OMB Re-Scores FY 2017 Omnibus Appropriations

May 19, 2017

The Office of Management and Budget on May 16 released its “seven-day-after” report estimating the budgetary impact of the just-enacted omnibus appropriations act for fiscal year 2017 (Public Law 115-31).

The official OMB score is required by law to determine whether or not total appropriations legislation enacted for the year exceeds the spending caps in the Budget Control Act and will thus require a new round of budgetary sequestration. (The estimates of the Congressional Budget Office, used by the Appropriations Committees to draft the bill, cannot be used for sequestration purposes, per the Supreme Court’s decision in Bowsher v. Synar.)

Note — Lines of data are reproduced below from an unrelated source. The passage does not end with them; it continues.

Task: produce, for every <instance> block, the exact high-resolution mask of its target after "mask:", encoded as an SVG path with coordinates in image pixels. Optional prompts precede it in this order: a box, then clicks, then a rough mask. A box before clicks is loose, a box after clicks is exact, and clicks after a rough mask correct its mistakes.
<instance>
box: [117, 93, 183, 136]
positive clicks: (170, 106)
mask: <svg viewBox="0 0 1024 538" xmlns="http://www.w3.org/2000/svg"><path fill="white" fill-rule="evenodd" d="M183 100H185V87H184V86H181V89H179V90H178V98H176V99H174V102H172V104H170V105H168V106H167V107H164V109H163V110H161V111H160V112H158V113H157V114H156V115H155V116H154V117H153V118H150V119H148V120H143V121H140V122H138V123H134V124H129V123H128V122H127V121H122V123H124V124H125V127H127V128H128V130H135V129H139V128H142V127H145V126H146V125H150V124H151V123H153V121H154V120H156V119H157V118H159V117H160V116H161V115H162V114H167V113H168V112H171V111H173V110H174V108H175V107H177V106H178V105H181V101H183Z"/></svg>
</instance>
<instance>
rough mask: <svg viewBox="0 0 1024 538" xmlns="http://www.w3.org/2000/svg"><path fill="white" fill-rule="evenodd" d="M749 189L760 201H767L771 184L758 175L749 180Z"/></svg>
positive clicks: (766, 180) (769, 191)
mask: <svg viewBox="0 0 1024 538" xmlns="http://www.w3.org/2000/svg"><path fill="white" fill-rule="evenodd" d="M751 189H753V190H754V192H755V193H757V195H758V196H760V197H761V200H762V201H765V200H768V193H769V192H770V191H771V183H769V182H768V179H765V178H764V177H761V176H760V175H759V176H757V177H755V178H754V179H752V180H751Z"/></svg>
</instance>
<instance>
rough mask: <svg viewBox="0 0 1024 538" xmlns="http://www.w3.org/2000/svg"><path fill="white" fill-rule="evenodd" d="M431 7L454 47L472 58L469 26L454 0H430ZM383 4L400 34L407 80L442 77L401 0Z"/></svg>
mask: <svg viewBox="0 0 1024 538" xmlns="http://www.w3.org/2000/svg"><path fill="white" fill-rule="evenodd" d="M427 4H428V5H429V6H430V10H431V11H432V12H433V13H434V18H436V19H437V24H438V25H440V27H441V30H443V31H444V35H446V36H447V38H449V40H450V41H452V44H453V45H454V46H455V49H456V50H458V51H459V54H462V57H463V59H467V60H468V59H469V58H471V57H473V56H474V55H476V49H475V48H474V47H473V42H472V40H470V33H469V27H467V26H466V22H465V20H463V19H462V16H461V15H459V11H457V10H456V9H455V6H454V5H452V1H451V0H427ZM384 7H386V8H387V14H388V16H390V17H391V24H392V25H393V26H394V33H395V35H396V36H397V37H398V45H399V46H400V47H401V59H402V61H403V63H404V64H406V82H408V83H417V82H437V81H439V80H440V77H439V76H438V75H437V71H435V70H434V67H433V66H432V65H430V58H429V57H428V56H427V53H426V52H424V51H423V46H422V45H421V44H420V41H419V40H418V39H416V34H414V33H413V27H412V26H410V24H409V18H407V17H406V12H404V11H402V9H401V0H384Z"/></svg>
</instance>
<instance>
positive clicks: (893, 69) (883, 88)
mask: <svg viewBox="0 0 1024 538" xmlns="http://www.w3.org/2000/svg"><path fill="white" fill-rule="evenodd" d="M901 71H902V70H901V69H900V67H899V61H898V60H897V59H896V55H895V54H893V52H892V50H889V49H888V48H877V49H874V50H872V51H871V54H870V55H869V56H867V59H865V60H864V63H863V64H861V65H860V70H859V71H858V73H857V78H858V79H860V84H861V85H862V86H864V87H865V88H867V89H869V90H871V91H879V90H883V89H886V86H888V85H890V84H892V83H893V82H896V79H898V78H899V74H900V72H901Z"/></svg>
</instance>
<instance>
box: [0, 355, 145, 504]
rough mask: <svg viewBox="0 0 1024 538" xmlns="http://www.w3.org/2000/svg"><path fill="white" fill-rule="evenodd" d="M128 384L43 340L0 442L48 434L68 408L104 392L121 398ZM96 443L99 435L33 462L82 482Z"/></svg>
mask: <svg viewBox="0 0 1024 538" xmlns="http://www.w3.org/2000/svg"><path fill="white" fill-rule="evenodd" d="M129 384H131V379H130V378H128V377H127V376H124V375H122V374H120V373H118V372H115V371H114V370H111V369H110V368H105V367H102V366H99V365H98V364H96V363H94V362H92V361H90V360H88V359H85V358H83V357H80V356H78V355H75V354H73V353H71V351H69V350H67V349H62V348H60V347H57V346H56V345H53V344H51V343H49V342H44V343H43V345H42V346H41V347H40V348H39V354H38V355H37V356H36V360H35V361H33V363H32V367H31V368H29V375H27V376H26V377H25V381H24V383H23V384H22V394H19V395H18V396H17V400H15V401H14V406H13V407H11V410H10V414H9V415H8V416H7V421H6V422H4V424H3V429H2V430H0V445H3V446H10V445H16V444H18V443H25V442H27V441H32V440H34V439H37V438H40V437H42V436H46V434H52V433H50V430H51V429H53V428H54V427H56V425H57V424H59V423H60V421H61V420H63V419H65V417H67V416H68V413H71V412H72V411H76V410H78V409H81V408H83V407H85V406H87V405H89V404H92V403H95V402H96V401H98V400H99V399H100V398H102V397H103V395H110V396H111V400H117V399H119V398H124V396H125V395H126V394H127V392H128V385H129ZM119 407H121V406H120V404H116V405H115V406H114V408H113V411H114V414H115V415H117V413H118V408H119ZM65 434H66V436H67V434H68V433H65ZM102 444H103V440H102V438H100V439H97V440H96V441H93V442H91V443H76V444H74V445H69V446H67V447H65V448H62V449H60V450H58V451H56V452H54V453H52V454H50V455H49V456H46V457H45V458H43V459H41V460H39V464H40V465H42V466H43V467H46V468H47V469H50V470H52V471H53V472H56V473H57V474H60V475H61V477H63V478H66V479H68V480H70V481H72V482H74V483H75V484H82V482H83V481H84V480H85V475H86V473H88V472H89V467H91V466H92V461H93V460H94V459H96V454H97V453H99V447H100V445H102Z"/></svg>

OMB determined that total 2017 appropriations for the defense category were $3 million over the BCA cap level (+.0005%) while total non-defense appropriations were $1.553 billion below the cap level (-0.3%). However, the appropriators took the possibility of rounding errors into account – section 7 of the omnibus bill provides for the cap levels to be amended in the event of an overage in either category due solely to scorekeeping differences if the total upwards adjustment does not exceed 0.2% – and $3 million out of $1.07 trillion is way, way less than 0.2 percent. Sequestration avoided.

The non-defense differences were once again due almost entirely to the Transportation-HUD subcommittee, where CBO estimated that offsetting receipts from Federal Housing Administration mortgage fees in 2017 will be $7.5 billion but OMB estimates they will be $9.1 billion.